Function, targets and evolution of Caenorhabditis elegans piRNAs (small RNA-Seq)

piRNAs are required to maintain germline integrity and fertility but their mechanism of action is poorly understood. Here we demonstrate that C. elegans piRNAs silence transcripts in trans through imperfectly complementary sites. We find that target silencing is independent of Piwi endonuclease activity or “slicing”. Instead, we show that piRNAs initiate a localized secondary endogenous small interfering RNA (endo-siRNA) response. Endogenous protein-coding gene, pseudogene and transposon transcripts exhibit Piwi-dependent endo-siRNAs at sites complementary to piRNAs and are derepressed in Piwi mutants. Genomic loci of piRNA biogenesis are depleted of protein-coding genes but not pseudogenes or transposons. Our data suggest that nematode piRNA clusters are evolving to generate piRNAs against active mobile elements. Thus, piRNAs provide heritable, sequence-specific triggers for RNAi in C. elegans. Overall design: 7 small RNA libraries were sequenced as part of 25 flow cell lanes on the Illumina GA II platform. Samples were treated with tobacco acid pyrophosphatase to allow cloning of small RNAs with a 5'-triphosphate. Samples were labelled for multiplexing using 4-bp 5'-barcodes or barcodes included in Illumina TruSeq adapters. In most cases a single flow cell lane included several multiplexed libraries.

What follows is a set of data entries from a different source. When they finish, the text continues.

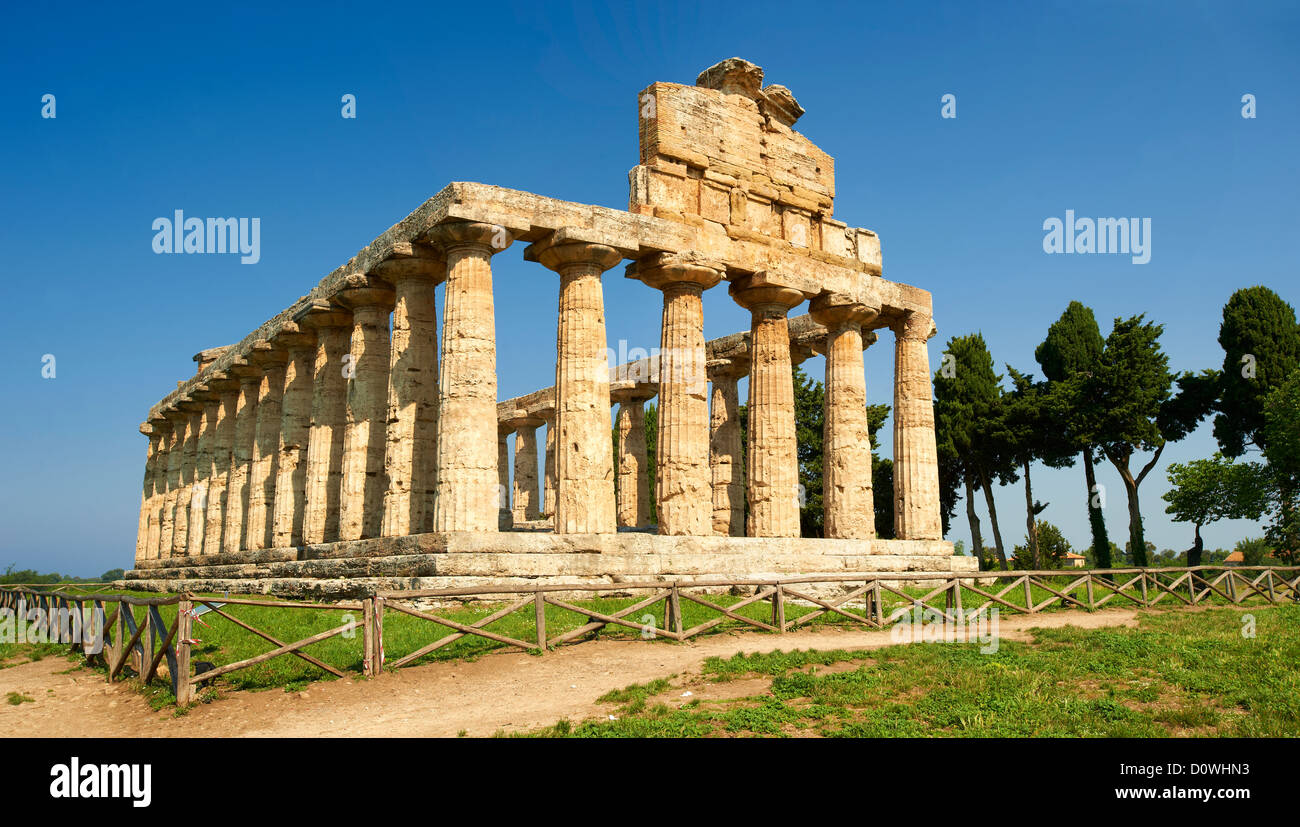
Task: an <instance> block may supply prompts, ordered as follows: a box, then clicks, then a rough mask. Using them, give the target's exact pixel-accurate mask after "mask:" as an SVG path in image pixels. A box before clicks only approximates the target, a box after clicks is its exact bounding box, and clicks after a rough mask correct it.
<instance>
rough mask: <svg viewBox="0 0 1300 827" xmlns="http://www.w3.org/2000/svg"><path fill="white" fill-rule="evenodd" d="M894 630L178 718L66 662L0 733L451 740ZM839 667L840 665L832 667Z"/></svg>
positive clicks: (757, 640) (247, 702) (418, 680)
mask: <svg viewBox="0 0 1300 827" xmlns="http://www.w3.org/2000/svg"><path fill="white" fill-rule="evenodd" d="M1136 624H1138V612H1136V611H1132V610H1126V609H1110V610H1102V611H1097V612H1093V614H1086V612H1053V614H1047V615H1036V616H1023V615H1015V616H1002V618H1001V628H1000V633H1001V636H1002V637H1005V638H1008V640H1027V638H1028V637H1030V635H1028V632H1027V631H1028V629H1031V628H1035V627H1039V628H1043V627H1061V625H1075V627H1080V628H1099V627H1114V625H1130V627H1132V625H1136ZM892 644H893V641H892V640H891V636H889V632H888V631H883V632H874V631H846V629H824V631H811V632H792V633H787V635H781V636H776V635H763V633H731V635H718V636H712V637H698V638H694V640H693V641H690V642H686V644H667V642H658V641H655V642H651V641H614V640H604V641H591V642H584V644H577V645H571V646H565V648H563V649H559V650H556V651H551V653H547V654H545V655H539V657H538V655H529V654H524V653H500V654H487V655H484V657H482V658H480V659H478V661H474V662H441V663H428V664H424V666H416V667H411V668H403V670H398V671H396V672H385V674H383V675H381V676H380V677H377V679H374V680H359V679H342V680H335V681H329V683H317V684H312V685H311V687H308V688H307V689H305V690H303V692H295V693H289V692H285V690H282V689H272V690H266V692H230V690H222V697H221V698H220V700H217V701H213V702H211V703H204V705H199V706H196V707H194V709H192V710H190V713H188V714H186V715H183V716H179V718H177V716H174V715H173V709H172V707H168V709H164V710H157V711H155V710H152V709H149V705H148V702H147V701H146V700H144V697H142V696H140V694H139V693H138V692H136V690H134V689H133V688H131V687H129V685H126V684H122V683H114V684H108V683H105V680H104V676H103V675H101V674H100V672H95V671H91V670H85V668H79V667H75V666H74V664H73V663H72V662H69V661H68V659H66V658H62V657H47V658H43V659H40V661H36V662H32V663H22V664H18V666H12V667H8V668H0V697H4V696H8V693H10V692H18V693H22V694H25V696H27V697H31V698H34V700H32V702H25V703H18V705H17V706H14V705H9V703H3V702H0V736H32V737H81V736H94V737H191V736H230V737H239V736H272V737H299V736H305V737H311V736H347V737H356V736H361V737H368V736H380V737H403V736H407V737H447V736H456V735H459V733H460V732H461V731H463V732H464V733H465V735H469V736H490V735H493V733H495V732H502V731H503V732H513V731H526V729H536V728H539V727H546V726H550V724H554V723H555V722H558V720H560V719H563V718H567V719H569V720H571V722H575V723H577V722H581V720H585V719H589V718H603V716H606V715H607V714H610V711H611V709H612V707H611V706H610V705H602V703H597V702H595V700H597V698H598V697H601V696H602V694H604V693H606V692H610V690H611V689H621V688H624V687H628V685H630V684H638V683H642V684H643V683H647V681H651V680H654V679H656V677H668V676H669V675H677V679H676V680H673V685H675V687H677V688H679V689H677V692H676V694H680V688H682V687H690V688H692V689H688V690H692V692H694V693H695V694H699V693H701V692H706V693H707V694H708V696H710V697H718V698H722V697H737V696H735V693H736V692H740V693H741V696H745V694H755V693H761V692H763V690H764V689H766V688H767V684H768V680H767V679H762V680H741V681H733V683H729V684H725V685H715V684H707V683H705V681H701V680H698V676H699V670H701V666H702V664H703V662H705V659H706V658H708V657H715V655H716V657H723V658H727V657H731V655H733V654H737V653H758V651H772V650H776V649H783V650H787V651H789V650H792V649H848V650H870V649H879V648H881V646H889V645H892ZM832 668H833V667H832Z"/></svg>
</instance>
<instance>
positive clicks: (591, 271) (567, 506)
mask: <svg viewBox="0 0 1300 827" xmlns="http://www.w3.org/2000/svg"><path fill="white" fill-rule="evenodd" d="M524 257H525V259H529V260H534V261H541V263H542V265H545V267H546V268H549V269H552V270H555V272H556V273H559V274H560V302H559V325H558V337H556V356H558V359H556V364H555V412H556V417H555V419H556V421H555V428H556V434H555V464H556V486H558V490H556V497H555V532H556V533H562V534H582V533H595V534H608V533H614V532H616V531H617V520H616V511H615V506H614V445H612V441H611V438H610V361H608V354H607V351H606V338H604V299H603V296H602V290H601V274H602V273H603V272H604V270H607V269H610V268H611V267H614V265H615V264H617V263H619V261H620V260H621V257H623V256H621V254H619V252H617V251H616V250H614V248H612V247H606V246H603V244H591V243H586V242H581V241H568V237H567V234H565V233H564V231H559V230H558V231H556V233H552V234H551V237H550V238H547V239H546V241H542V242H536V243H534V244H530V246H529V247H528V252H526V254H525V256H524Z"/></svg>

PIWI互作RNA（piRNAs, Piwi-interacting RNAs）对于维持生殖系完整性与生育能力不可或缺，但其作用机制仍未被充分阐明。本研究证实，秀丽隐杆线虫（C. elegans, Caenorhabditis elegans）的piRNAs可通过不完全互补位点反式沉默转录本。研究发现，靶标沉默并不依赖于Piwi的核酸内切酶活性或‘切割（slicing）’功能。取而代之的是，本研究表明piRNAs可触发局域性次级内源性小干扰RNA（endo-siRNA）应答反应。内源性蛋白编码基因、假基因以及转座子的转录本在与piRNAs互补的位点上呈现Piwi依赖型endo-siRNA表达，并在Piwi突变体中发生去抑制。piRNA生成的基因组位点中蛋白编码基因匮乏，但假基因与转座子并不受此限制。本研究数据表明，线虫piRNA簇正处于演化进程中，以生成靶向活性移动遗传元件的piRNAs。因此，在秀丽隐杆线虫中，piRNAs可作为可遗传的序列特异性RNA干扰（RNAi, RNA interference）触发因子。实验设计概述：本研究在Illumina GA II测序平台的25个流动槽泳道中完成了7个小RNA文库的测序。样本经烟草酸焦磷酸酶处理，以实现对带有5'-三磷酸基团的小RNA的克隆。样本通过4碱基5'端条形码或Illumina TruSeq接头内置条形码进行标记，以实现多重测序。多数情况下，单个流动槽泳道可包含多个多重化文库。